All data herein submitted in support of Carrier's position has .been presented to the Employes or duly authorized representatives thereof and made a part of the question in dispute.
An oral hearing before the Board is not requested unless Employes should request such hearing, in which event Carrier should have advance notice thereof.
FINDINGS: The Second Division of the Adjustment Board, upon the whole record and all the evidence, finds that:
The carrier or carriers and the employe or employes involved in this dispute are respectively carrier and employe within the meaning of the Railway Labor Act as approved June 21, 1934.
This Division of the Adjustment Board has jurisdiction over the dispute involved herein.
A four man wrecking crew was sent to rerail a car blocking a mine track. The employes claim that the carrier improperly supplemented this crew with six track laborers who participated in setting jacks and blocks and otherwise assisted in rerailing the car.
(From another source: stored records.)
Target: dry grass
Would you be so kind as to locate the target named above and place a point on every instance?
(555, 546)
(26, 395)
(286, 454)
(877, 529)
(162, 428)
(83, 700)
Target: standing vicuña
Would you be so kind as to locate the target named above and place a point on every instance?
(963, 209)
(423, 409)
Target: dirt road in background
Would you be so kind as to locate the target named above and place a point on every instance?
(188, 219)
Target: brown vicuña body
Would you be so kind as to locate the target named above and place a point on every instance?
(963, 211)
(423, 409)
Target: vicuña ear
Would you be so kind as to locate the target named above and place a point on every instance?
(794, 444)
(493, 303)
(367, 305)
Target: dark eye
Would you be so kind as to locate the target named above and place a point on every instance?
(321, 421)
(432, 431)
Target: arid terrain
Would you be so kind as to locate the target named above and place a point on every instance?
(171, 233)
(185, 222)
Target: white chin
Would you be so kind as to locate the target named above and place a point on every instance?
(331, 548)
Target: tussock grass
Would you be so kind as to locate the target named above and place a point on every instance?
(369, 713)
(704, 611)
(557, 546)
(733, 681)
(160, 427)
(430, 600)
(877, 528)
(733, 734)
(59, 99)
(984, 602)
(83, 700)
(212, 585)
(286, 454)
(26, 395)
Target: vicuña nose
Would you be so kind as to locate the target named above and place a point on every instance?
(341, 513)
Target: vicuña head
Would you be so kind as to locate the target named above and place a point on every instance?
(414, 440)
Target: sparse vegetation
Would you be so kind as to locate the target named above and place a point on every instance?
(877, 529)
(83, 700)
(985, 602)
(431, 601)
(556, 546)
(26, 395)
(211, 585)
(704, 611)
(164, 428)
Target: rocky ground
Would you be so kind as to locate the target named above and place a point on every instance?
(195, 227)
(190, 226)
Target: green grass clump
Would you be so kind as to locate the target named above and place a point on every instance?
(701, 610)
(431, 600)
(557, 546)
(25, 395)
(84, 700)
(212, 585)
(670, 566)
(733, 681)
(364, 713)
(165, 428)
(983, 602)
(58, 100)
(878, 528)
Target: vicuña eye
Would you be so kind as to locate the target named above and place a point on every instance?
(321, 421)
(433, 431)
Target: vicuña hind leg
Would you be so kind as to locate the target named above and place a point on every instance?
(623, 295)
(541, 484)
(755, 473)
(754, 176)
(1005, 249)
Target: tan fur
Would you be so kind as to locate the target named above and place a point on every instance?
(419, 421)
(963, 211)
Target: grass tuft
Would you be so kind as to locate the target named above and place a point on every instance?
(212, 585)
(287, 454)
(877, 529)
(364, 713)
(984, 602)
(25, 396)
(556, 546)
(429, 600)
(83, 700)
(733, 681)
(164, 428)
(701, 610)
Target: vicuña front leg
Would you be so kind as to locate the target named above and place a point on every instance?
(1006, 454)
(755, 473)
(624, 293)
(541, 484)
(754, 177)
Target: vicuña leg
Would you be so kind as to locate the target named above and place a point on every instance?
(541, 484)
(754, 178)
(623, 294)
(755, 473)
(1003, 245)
The agreement provides that "wrecking crews . . . shall be composed of regularly assigned carmen . . ." and that "when wrecking crews are called for wrecks . . . the regularly assigned crew will accompany the outfit . . . ." We have generally held that under such provisions even menial tasks, such as carrying or positioning blocks, jacks, cables and hooks, involved in rerailing the car or clearing the wreck must be performed by members of the wrecking crew in those situations where a wrecking outfit or a crew is sent to the wreck. E.g., Awards 2-4563 (McDonald), 2-3932 (Johnson), 2-2908 (Kiernan), 2-2385 (Wenke), 2-1298 (Gilden). But see Award 2-5195 (Abrahams).
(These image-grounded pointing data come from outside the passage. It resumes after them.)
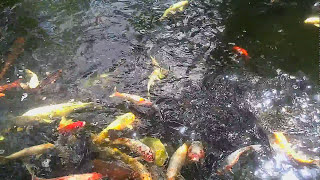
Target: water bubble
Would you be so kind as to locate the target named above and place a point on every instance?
(45, 163)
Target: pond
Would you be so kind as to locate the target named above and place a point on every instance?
(210, 94)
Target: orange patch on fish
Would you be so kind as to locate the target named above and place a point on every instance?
(242, 52)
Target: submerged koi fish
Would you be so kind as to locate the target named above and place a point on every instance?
(173, 9)
(10, 85)
(233, 158)
(121, 122)
(33, 80)
(132, 98)
(88, 176)
(138, 147)
(46, 113)
(160, 153)
(195, 151)
(282, 142)
(242, 52)
(176, 162)
(51, 78)
(313, 20)
(157, 74)
(137, 167)
(71, 127)
(34, 150)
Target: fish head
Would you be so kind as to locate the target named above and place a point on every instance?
(49, 146)
(149, 157)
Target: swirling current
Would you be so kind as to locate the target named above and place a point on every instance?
(210, 94)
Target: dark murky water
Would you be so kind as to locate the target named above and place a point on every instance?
(209, 95)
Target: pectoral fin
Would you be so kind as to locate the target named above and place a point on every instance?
(47, 121)
(3, 160)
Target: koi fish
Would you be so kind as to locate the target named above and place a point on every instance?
(158, 148)
(132, 98)
(10, 85)
(173, 9)
(51, 78)
(195, 151)
(88, 176)
(313, 20)
(71, 127)
(34, 150)
(283, 144)
(233, 158)
(157, 74)
(17, 49)
(33, 80)
(176, 162)
(121, 122)
(242, 52)
(137, 167)
(114, 170)
(138, 147)
(46, 113)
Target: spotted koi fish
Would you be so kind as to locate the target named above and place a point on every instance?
(195, 151)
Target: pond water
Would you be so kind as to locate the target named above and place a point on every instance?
(210, 94)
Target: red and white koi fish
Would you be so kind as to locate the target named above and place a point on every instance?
(195, 151)
(138, 147)
(88, 176)
(71, 127)
(233, 158)
(132, 98)
(176, 162)
(242, 52)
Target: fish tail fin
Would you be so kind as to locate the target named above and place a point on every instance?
(3, 160)
(116, 93)
(256, 148)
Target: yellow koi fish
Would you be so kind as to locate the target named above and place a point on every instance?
(137, 147)
(157, 74)
(176, 162)
(121, 122)
(158, 148)
(132, 162)
(46, 113)
(313, 20)
(34, 150)
(132, 98)
(283, 144)
(173, 9)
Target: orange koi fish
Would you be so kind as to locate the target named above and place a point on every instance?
(88, 176)
(132, 98)
(242, 52)
(138, 147)
(195, 151)
(282, 142)
(176, 162)
(71, 127)
(233, 158)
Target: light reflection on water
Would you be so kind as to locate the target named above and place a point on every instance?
(93, 38)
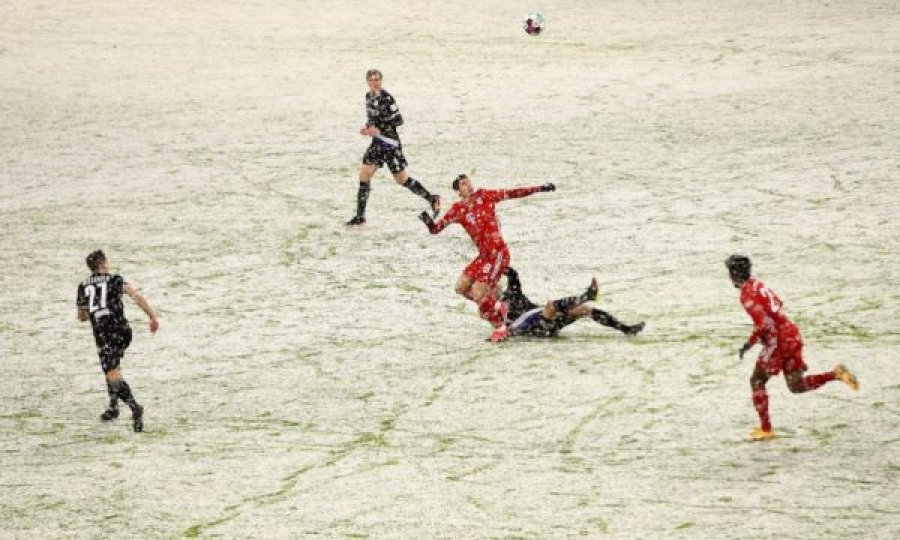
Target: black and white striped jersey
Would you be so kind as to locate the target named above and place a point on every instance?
(383, 113)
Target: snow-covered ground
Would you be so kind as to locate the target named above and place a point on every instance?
(311, 380)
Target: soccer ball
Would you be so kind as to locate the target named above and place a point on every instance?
(534, 24)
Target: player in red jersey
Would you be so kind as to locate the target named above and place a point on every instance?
(781, 342)
(475, 211)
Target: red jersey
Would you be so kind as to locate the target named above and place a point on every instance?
(478, 217)
(765, 308)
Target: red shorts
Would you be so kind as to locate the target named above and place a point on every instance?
(783, 353)
(488, 268)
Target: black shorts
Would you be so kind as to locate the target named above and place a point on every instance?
(537, 326)
(111, 345)
(379, 153)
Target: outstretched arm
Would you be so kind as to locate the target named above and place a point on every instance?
(144, 305)
(435, 227)
(518, 193)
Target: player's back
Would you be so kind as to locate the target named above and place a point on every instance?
(101, 296)
(479, 219)
(765, 307)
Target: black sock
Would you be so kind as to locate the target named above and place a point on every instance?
(124, 392)
(113, 396)
(413, 185)
(565, 304)
(606, 319)
(362, 197)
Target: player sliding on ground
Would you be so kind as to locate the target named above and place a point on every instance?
(782, 345)
(525, 318)
(475, 211)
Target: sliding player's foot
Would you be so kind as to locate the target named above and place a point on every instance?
(499, 334)
(591, 293)
(435, 201)
(137, 418)
(634, 329)
(759, 434)
(841, 373)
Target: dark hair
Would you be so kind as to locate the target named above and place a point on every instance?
(739, 267)
(94, 259)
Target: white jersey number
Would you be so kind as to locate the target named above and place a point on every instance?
(95, 303)
(767, 293)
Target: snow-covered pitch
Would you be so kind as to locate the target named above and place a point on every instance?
(314, 381)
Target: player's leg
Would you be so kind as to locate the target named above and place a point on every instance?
(371, 163)
(607, 319)
(397, 164)
(794, 367)
(761, 403)
(464, 285)
(120, 343)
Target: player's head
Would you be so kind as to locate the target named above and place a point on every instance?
(739, 267)
(373, 79)
(462, 185)
(95, 260)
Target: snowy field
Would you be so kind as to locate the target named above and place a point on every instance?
(314, 381)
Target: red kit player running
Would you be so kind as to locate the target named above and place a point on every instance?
(475, 211)
(781, 342)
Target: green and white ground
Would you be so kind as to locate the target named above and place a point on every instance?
(311, 380)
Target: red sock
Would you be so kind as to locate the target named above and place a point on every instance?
(814, 381)
(761, 403)
(487, 311)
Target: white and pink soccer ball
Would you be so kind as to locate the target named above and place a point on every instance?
(534, 24)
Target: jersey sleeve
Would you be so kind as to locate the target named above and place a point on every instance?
(757, 312)
(393, 118)
(452, 216)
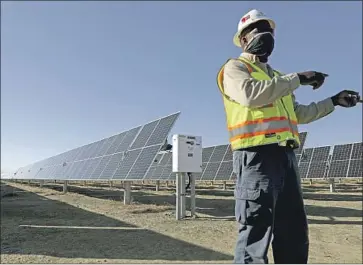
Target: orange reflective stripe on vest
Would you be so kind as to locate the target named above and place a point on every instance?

We find no justification for creating uncertainty and dashing the parties' reasonable expectations by abandoning these long standing awards which have demonstrated their ability to command adherence within the broad tolerance given previous awards under our principles of stare decisis. This is not to say that operating employes cannot rerail their own cars when this can be done without sending a wrecking outfit or additional assistance. E.g., Award 2-1322 (Donaldson). Nor are we passing on the question of whether an emergency could justify using others, for in this case the carrier either knew of the need for additional help, or could have reasonably anticipated that need in time to send additional members of the crew with the wrecking outfit. Under our awards, such circumstances do not qualify as an emergency. E.g., Awards 2-4964 (Johnson), 2-4413 (McDonald), 2-2784 (Ferguson), 2-2385 (Wenke).
We find that the evidence before this Board shows that the six track laborers were improperly permitted to participate in setting jacks and blocks and otherwise to assist in rerailing the car, and that at least two additional members of the wrecking crew should have accompanied the outfit as claimed by the employes. The affidavit of the foreman which simply recites his conclusion that no carman's work was performed by others is not sufficient to overcome the affidavits of the members of the crew which specifically describe the work performed by the track laborers.
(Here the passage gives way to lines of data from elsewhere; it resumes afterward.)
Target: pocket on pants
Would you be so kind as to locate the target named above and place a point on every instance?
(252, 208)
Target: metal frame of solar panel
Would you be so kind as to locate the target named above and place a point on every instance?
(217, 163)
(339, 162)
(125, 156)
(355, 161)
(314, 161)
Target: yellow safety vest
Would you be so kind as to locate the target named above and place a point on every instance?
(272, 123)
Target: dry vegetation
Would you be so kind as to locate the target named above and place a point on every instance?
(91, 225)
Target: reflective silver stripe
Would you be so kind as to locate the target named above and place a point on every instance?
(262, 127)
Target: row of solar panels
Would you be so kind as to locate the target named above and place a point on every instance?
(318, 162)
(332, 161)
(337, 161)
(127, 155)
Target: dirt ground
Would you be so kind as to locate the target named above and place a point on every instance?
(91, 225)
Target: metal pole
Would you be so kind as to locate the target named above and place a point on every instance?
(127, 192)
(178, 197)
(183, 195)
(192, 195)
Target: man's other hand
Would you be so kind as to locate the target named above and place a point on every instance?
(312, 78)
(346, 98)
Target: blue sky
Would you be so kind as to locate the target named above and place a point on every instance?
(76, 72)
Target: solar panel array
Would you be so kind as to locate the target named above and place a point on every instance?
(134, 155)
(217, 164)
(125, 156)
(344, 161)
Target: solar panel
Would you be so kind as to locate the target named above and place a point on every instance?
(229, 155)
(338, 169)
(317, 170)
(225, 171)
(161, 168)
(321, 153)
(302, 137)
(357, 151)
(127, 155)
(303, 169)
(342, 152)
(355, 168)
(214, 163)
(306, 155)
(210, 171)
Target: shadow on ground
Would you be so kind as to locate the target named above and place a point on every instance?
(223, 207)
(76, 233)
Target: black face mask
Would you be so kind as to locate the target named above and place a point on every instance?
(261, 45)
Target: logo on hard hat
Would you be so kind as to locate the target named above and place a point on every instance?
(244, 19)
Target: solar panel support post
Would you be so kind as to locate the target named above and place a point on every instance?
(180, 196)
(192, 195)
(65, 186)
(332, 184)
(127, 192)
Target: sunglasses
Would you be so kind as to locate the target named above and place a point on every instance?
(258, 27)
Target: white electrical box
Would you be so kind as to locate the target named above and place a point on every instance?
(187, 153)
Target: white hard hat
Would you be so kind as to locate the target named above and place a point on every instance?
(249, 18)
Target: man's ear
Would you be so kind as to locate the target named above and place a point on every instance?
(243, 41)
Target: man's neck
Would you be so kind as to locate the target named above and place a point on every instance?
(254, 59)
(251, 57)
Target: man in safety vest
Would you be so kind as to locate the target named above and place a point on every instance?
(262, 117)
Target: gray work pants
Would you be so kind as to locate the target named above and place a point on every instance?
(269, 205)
The employes claim that the two members of the crew wrongfully left behind should be paid as if they had accompanied the outfit. The wrecking seivice involved 121/z hours from the time the outfit departed until it returned. All this time was outside the claimants' regularly scheduled hours, and, had they accompanied the outfit, they would have received an additional 121/2 hours' pay at time and one half.
Under the circumstances of this case, we find the properly remedy to be compensation for this lost time at the overtime rate. See Award 2-5492.